Impõe-se a readequação do quantum da pena, levando-se em conta os parâmetros considerados pelo juízo a quo.

Para o crime de difamação previsto no art. 325 CE, que prevê pena de detenção de três meses a um ano, e pagamento de 5 a 30 dias-multa, o nobre julgador considerou neutras as circunstâncias do art. 59 do CP.

Nesses termos, fixo a pena base em 3 (três) meses de detenção e 5 dias-multa.

Além disso, foi considerada a incidência da atenuante prevista no art. 65, inc. I, do CP, tendo em vista que o réu tem mais de 70 anos, a qual segue sem valoração em razão da reprimenda ficar fixada no mínimo legal.

A sentença também considerou a causa de aumento de pena prevista no art. 327, inc. III, do Código Eleitoral, tendo em vista que a fala foi proferida em comício de campanha, com a presença de diversas pessoas:

Art. 327. As penas cominadas nos artigos. 324, 325 e 326, aumentam-se de um terço, se qualquer dos crimes é cometido:

(...)

III - na presença de várias pessoas, ou por meio que facilite a divulgação da ofensa.

Assim, a pena corporal deve ser aumentada em 1 (um) mês, e a pena de multa em 1 (um) dia.

Ausente outras modificadoras, fixo a pena definitiva em 4 (quatro) meses de detenção e pagamento de 6 (seis) dias-multa à razão de um trigésimo do salário mínimo vigente à época do fato, considerada a situação econômica do acusado, que se declarou mecânico.

A pena privativa de liberdade deverá ser cumprida, inicialmente, em regime aberto (CP, art. 33, § 2º, letra c).

O acusado preenche os requisitos do art. 44 do Código Penal. Portanto, considerando que a pena privativa de liberdade não ultrapassa 6 (seis) meses, substituo-a por uma restritiva de direitos, consistente em prestação pecuniária que, nos termos do art. 45, § 1º, do Código Penal, e levando em consideração as condições financeiras do réu, fixo na importância de 1 (um) salário mínimo, a ser destinado à entidade pública sediada na respectiva Zona Eleitoral.

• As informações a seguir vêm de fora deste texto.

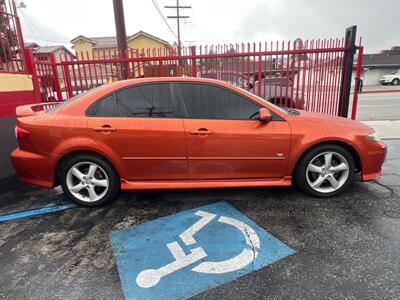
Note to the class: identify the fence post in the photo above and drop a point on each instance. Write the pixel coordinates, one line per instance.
(347, 69)
(357, 83)
(259, 74)
(56, 79)
(160, 63)
(31, 69)
(194, 65)
(67, 79)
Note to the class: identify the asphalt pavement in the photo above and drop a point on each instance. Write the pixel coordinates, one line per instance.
(378, 106)
(345, 247)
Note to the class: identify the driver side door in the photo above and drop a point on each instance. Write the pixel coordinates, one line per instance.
(224, 142)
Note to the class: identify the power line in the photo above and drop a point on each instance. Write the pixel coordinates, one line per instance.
(163, 17)
(178, 17)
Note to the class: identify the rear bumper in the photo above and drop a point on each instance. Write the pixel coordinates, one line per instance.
(33, 168)
(384, 81)
(372, 160)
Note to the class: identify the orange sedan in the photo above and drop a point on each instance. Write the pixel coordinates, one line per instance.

Fica o réu advertido de que, no caso de descumprimento injustificado da restrição imposta, a pena restritiva de direitos será convertida em privativa de liberdade, conforme disposto no § 4º do art. 44 do Código Penal, com seu recolhimento à prisão.

 

ANTE O EXPOSTO, VOTO pelo provimento parcial do recurso, para o fim de:

 

a) absolver JOSÉ DIMAS FONTANA DA SILVA da condenação pela prática do crime de calúnia previsto no art. 324 c/c art. 327, inc. III, ambos do Código Eleitoral, com fundamento no art. 386, inc. III, do Código de Processo Penal;

b) acolher o pedido de desclassificação para o fim de condenar JOSÉ DIMAS FONTANA DA SILVA pela prática do delito de difamação na propaganda eleitoral, previsto no art. 325 do Código Eleitoral, com a consequente redução da pena para 4 (quatro) meses de detenção e pagamento de 6 (seis) dias-multa à razão de 1/30 do salário mínimo vigente à época do fato, substituída a pena privativa de liberdade por uma restritiva de direitos, consistente em prestação pecuniária na importância de 1 (um) salário mínimo, a ser destinado à entidade pública sediada na respectiva Zona Eleitoral, nos termos da fundamentação.